Le Loup de Hollywood

C’est une évidence que personne ne niera, Martin Scorsese n’est pas n’importe qui. Mais pas à la façon de ces vétérans des rings que l’on respecte pour leur accomplissements, mais comme ces athlètes dans le game depuis toujours et qui enchainent encore les KO foudroyants. Martin Scorsese a eu la Palme d’Or en 1976 pour Taxi Driver, et l’Oscar 30 ans plus tard plus tard pour Les infiltrés. Martin Scorsese a influencé tout les réalisateurs vivants à Hollywood (y compris ceux du MCU), et vous aurez du mal à en trouver qui ne pas citera pas au moins une scène tirée de l’un de ses films dans son Panthéon personnel. Martin Scorsese a traversé quatre décennies de cinéma, est a trouvé le moyen d’être jeune à chaque fois. Martin Scorsese est comme le déhanché de Mick Jagger, toujours prompt à provoquer les hormones des jouvencelles; mais sans subir le « c’était mieux avant » des critiques qui figent son travail dans un âge d’or révolu.

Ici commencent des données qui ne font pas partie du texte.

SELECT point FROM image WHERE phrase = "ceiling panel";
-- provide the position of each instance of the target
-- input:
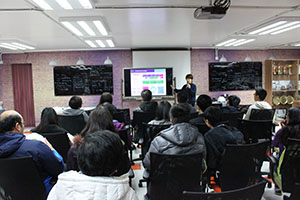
(145, 28)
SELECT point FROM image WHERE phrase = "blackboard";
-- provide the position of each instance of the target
(83, 80)
(226, 76)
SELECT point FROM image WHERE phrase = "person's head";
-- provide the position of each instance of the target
(213, 116)
(203, 102)
(100, 154)
(260, 94)
(75, 102)
(162, 111)
(293, 116)
(146, 95)
(179, 113)
(109, 107)
(182, 97)
(105, 97)
(11, 121)
(99, 119)
(189, 78)
(233, 100)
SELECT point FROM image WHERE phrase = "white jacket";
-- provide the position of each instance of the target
(257, 105)
(76, 186)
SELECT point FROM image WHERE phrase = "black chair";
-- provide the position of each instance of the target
(240, 165)
(262, 114)
(151, 132)
(290, 167)
(255, 130)
(60, 142)
(232, 118)
(252, 192)
(20, 179)
(170, 175)
(73, 124)
(202, 128)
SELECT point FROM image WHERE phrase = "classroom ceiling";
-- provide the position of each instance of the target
(139, 24)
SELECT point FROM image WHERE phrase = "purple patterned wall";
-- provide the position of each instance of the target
(43, 76)
(43, 73)
(201, 57)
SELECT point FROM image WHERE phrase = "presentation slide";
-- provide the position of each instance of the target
(152, 79)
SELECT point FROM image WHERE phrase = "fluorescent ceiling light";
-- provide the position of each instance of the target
(65, 4)
(86, 4)
(22, 45)
(72, 28)
(86, 28)
(8, 47)
(286, 29)
(110, 43)
(226, 42)
(13, 46)
(100, 27)
(279, 28)
(243, 42)
(43, 4)
(100, 43)
(267, 27)
(235, 42)
(90, 43)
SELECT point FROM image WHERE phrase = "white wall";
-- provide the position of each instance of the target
(180, 61)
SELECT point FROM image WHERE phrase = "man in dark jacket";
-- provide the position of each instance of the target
(218, 136)
(14, 144)
(180, 138)
(147, 105)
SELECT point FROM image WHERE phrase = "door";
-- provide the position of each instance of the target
(23, 92)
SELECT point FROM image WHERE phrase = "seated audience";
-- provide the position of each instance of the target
(183, 98)
(106, 98)
(75, 104)
(203, 102)
(218, 136)
(100, 119)
(13, 144)
(180, 138)
(99, 157)
(259, 97)
(49, 123)
(162, 114)
(232, 104)
(290, 129)
(147, 105)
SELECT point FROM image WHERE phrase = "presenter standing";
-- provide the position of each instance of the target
(189, 87)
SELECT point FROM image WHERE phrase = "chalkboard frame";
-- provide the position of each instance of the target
(87, 77)
(256, 73)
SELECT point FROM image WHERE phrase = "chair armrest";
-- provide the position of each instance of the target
(146, 174)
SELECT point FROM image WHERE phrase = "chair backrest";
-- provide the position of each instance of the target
(73, 124)
(252, 192)
(172, 174)
(60, 142)
(262, 114)
(20, 179)
(232, 118)
(126, 115)
(290, 168)
(202, 128)
(139, 119)
(241, 164)
(254, 130)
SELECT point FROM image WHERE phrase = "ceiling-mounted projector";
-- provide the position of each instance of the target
(210, 12)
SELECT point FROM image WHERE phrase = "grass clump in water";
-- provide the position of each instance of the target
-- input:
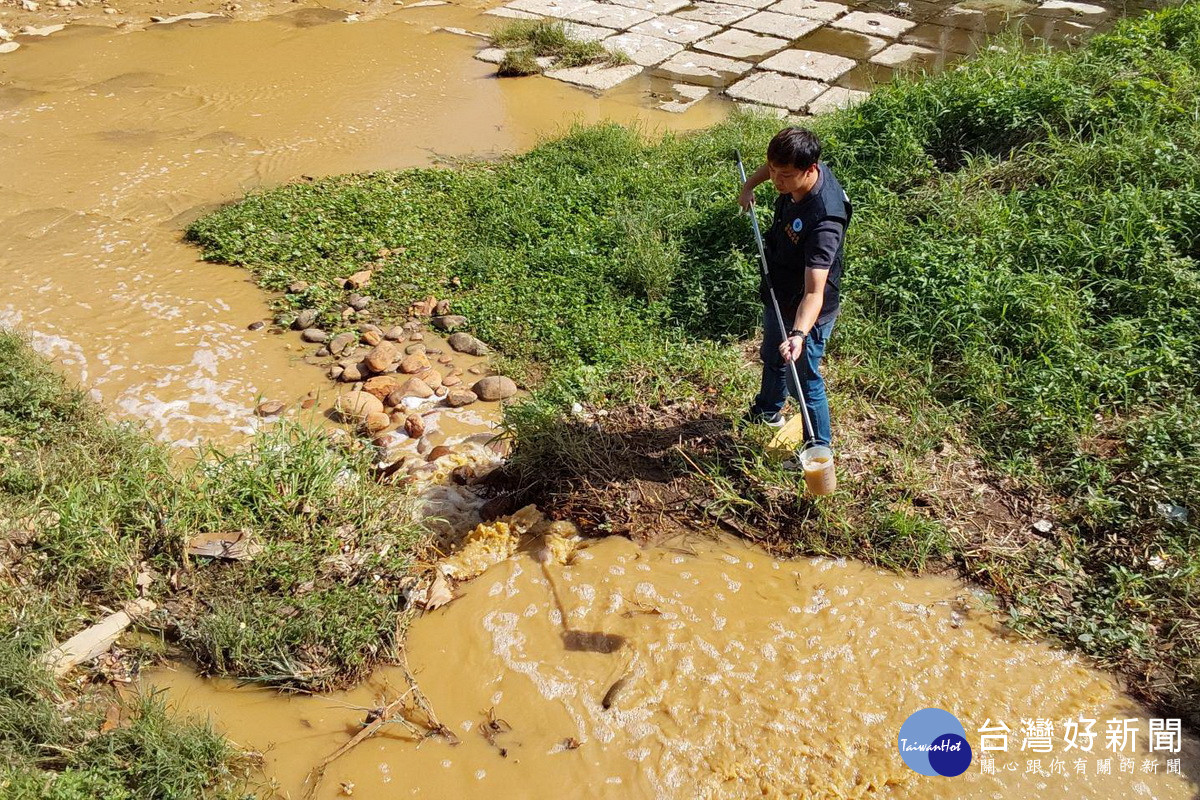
(1021, 293)
(527, 40)
(95, 513)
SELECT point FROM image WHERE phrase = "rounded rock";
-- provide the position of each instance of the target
(467, 343)
(414, 426)
(448, 322)
(460, 397)
(382, 356)
(270, 408)
(495, 388)
(414, 364)
(415, 388)
(358, 405)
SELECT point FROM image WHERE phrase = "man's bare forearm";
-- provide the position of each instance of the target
(809, 311)
(757, 176)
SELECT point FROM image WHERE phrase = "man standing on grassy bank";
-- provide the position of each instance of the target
(804, 259)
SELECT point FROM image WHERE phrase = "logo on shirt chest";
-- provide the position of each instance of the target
(793, 230)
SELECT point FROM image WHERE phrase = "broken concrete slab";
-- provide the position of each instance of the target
(837, 97)
(581, 32)
(702, 68)
(684, 97)
(510, 13)
(492, 54)
(809, 64)
(684, 31)
(605, 14)
(558, 8)
(1073, 7)
(843, 42)
(763, 110)
(643, 50)
(657, 6)
(810, 8)
(778, 90)
(874, 24)
(96, 639)
(898, 54)
(741, 44)
(717, 13)
(595, 76)
(945, 40)
(781, 25)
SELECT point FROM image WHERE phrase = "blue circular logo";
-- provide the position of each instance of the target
(933, 741)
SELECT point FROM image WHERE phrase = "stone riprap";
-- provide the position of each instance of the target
(789, 56)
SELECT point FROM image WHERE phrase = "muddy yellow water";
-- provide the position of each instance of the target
(741, 677)
(112, 140)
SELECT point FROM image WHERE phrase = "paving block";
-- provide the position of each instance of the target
(605, 14)
(763, 110)
(895, 55)
(810, 64)
(810, 8)
(582, 32)
(510, 13)
(948, 40)
(778, 90)
(781, 25)
(874, 24)
(595, 76)
(843, 42)
(715, 13)
(684, 97)
(749, 4)
(741, 44)
(702, 68)
(837, 97)
(657, 6)
(684, 31)
(546, 7)
(643, 50)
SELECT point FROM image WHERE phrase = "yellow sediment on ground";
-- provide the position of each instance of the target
(490, 543)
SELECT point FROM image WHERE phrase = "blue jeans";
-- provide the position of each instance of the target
(777, 377)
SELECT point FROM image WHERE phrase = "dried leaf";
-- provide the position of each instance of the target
(235, 546)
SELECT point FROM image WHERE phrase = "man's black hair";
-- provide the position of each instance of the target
(795, 146)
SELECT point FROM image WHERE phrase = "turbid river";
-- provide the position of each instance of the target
(112, 140)
(741, 675)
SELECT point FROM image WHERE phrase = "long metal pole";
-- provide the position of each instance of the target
(774, 304)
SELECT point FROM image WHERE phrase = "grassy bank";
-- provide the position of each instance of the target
(95, 513)
(1020, 316)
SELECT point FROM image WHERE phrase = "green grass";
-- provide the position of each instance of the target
(1021, 282)
(97, 503)
(527, 40)
(87, 506)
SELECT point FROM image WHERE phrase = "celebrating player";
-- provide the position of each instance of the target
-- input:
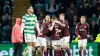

Scorsese est cool, parce qu’il est respecté, et il est respecté parce qu’il est cool. Scorsese fait des films à la fois acclamés et étudiés, mais que l’on peux s’éclater à regarder dans des soirées pizza-bières. Scorsese est, avec Steven Spielberg le seul réalisateur des 70’s à pouvoir s’affirmer à intervalles réguliers comme un top contender pour la ceinture du meilleur réalisateur en activité. Mais avec cet esprit ouvertement transgressif qui n’appartient qu’à lui, malpoli et désihinibé comme une tournée des bars qui continue au petit matin et cinglant comme la gueule de bois de l’après-midi. Ultimate legit, depuis 1976. Le BMF (baddest mother fucker), c’est lui.

Or, tout le problème qui se pose à Marvel est là: Martin Scorsese est jeune. S’il s’agissait de l’une de ces éminences qui survivait en se raccrochant à un héritage colossal mais lointain (comme Coppola), au fond soit. Ça aurait pu glisser. Mais à la différence de la plupart de ses confrères des 70’s, Scorsese n’a jamais lâché prise avec l’air du temps. A plus de sept décennies au compteur, il est encore capable de traumatiser la « pop culture » avec Le Loup de Wall Street et de faire l’événement pour la fin de l’année sur la plate-forme emblématique des nouveaux modes d’expériences du cinéma (The Irishman sur Netflix). Il continue de réconcilier à la fois les chantres d’une cinéphilie exigeante avec les troubadours d’une culture populaire dont il a plusieurs fois refaçonné le visage. Et on ne compte pas son histoire d’amour avec Leonardo DiCaprio, toujours l’acteur préféré des djeuns branchés, qu’il emmène régulièrement taquiner la barre (moins symbolique qu’avant, mais quand même) des 100 millions de dollars.

Le (non)-cinéma de demain

 Autrement dit, il fait à la fois autorité sur la génération Y qui ne s’est jamais remis du « You’re talking to me » de Travis Bickle et du « How am I funny » de Nicky Santoro. Mais il a également l’oreille de ceux qui se repassent le « boom boom » de Matthew McConaughey et citent les éléments de langage du dossier de presse pour parler de Joker (« on dirait Taxi Driver #deniro #tropdeviolencepourmesyeux « ). Bref, Martin Scorsese est une institution, mais une institution vivante, à laquelle il est risqué de s’attaquer. Parce que traiter de vieux con bon pour l’EPHAD le mec qui a conçu la séquence des Quaaludes du Loup de Wall Street, faut quand même avoir confiance dan sa street-credibility.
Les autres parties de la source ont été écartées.